八回。先頭で今季100本目の安打をライト前へ運んだ阪神・金本が一塁に立った。リードは1点。途中出場で5番に座った葛城はバントの構え。初球、117キロのスライダーにバットを引く。そして2球目。左腕丸山の視界から一塁走者が消えた。133キロ速球がミットに収まる。捕手川本が二塁へドンピシャの送球をみせるが、金本の右足がグラブをかいくぐった。左ひざを折り畳み、宙を舞うスライディング。“全盛期”とそん色ないフォームで二塁を奪った。その後三進し、桧山の三ゴロで2点目の生還。この日腰痛でスタメンを外れた新井の出迎えに笑顔で応えた。

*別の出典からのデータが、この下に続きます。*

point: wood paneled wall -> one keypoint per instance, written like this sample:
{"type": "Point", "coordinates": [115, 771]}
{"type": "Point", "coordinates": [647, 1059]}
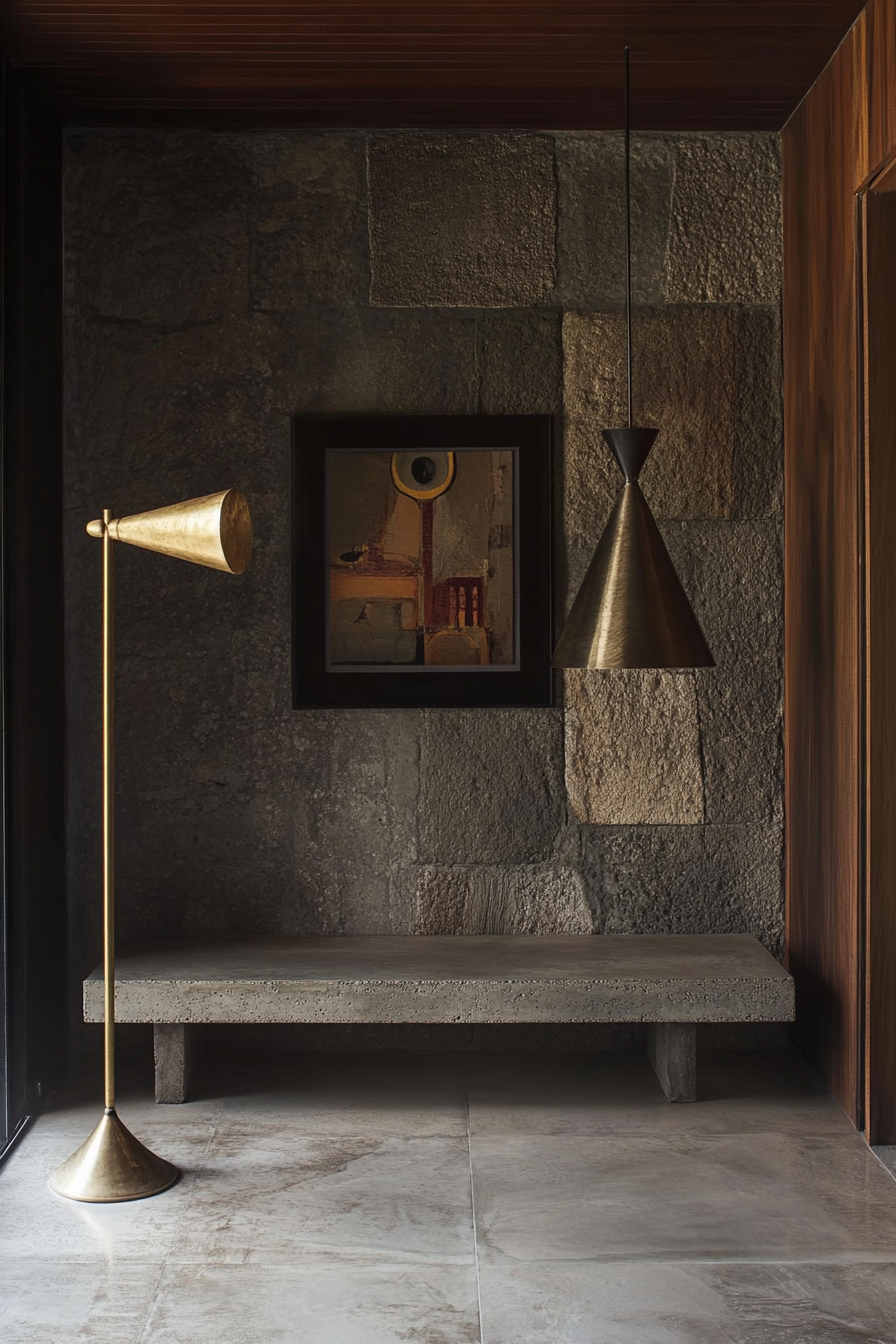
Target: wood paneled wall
{"type": "Point", "coordinates": [838, 139]}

「盗塁はサイン?まあ、新井と食事したら、クレジットカードにサインしてるよ」と、切れ味抜群のボケで報道陣を笑わせた金本も、走りの“切れ”を問われると「まだまだ。若いころのあれ(走り方)がよみがえってこないよ」と照れ笑いを浮かべた。
広島時代の95年から14年連続の100安打到達。金本にとって皆目興味のない数字だが、盗塁から得点につなげる価値ある一打に「点が入ればいい」とうなずいた。

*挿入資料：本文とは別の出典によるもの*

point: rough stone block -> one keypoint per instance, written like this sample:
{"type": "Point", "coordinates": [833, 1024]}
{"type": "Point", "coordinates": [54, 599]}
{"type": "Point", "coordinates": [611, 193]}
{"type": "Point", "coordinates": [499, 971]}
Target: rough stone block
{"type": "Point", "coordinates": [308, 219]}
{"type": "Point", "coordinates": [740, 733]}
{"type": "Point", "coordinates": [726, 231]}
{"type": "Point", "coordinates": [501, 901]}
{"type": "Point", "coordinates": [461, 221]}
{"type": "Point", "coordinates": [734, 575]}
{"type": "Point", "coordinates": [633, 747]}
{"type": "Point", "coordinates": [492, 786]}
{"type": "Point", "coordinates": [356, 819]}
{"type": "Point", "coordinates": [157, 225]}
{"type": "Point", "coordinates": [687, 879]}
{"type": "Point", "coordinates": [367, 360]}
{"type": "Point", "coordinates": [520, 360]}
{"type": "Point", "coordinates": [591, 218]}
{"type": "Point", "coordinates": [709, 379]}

今季最後の地方遠征となった前日倉敷でのヤクルト戦。マジック点灯がかかったが、川島亮の前に4打数無安打に封じられた。倉敷マスカット球場は、10年前に金本が苦手にした左腕克服を誓った場所。98年1月14日から10日間、同球場を借り切り、知人の左投手を雇って1日4~5時間、打ち込みを行った。その際、金本が球場に持ち込み筋力強化に励んだフリーウエートの器具は、寄付として、いまだに球場室内に保管されている。
左腕村中に3打席音なしに終わったが、4打席目は左腕丸山をとらえた。弟分新井の故障欠場でVロードに影を落とすわけにはいかない。1267試合連続フルイニング出場。4番在位球界最長の40歳。金本は元気だ。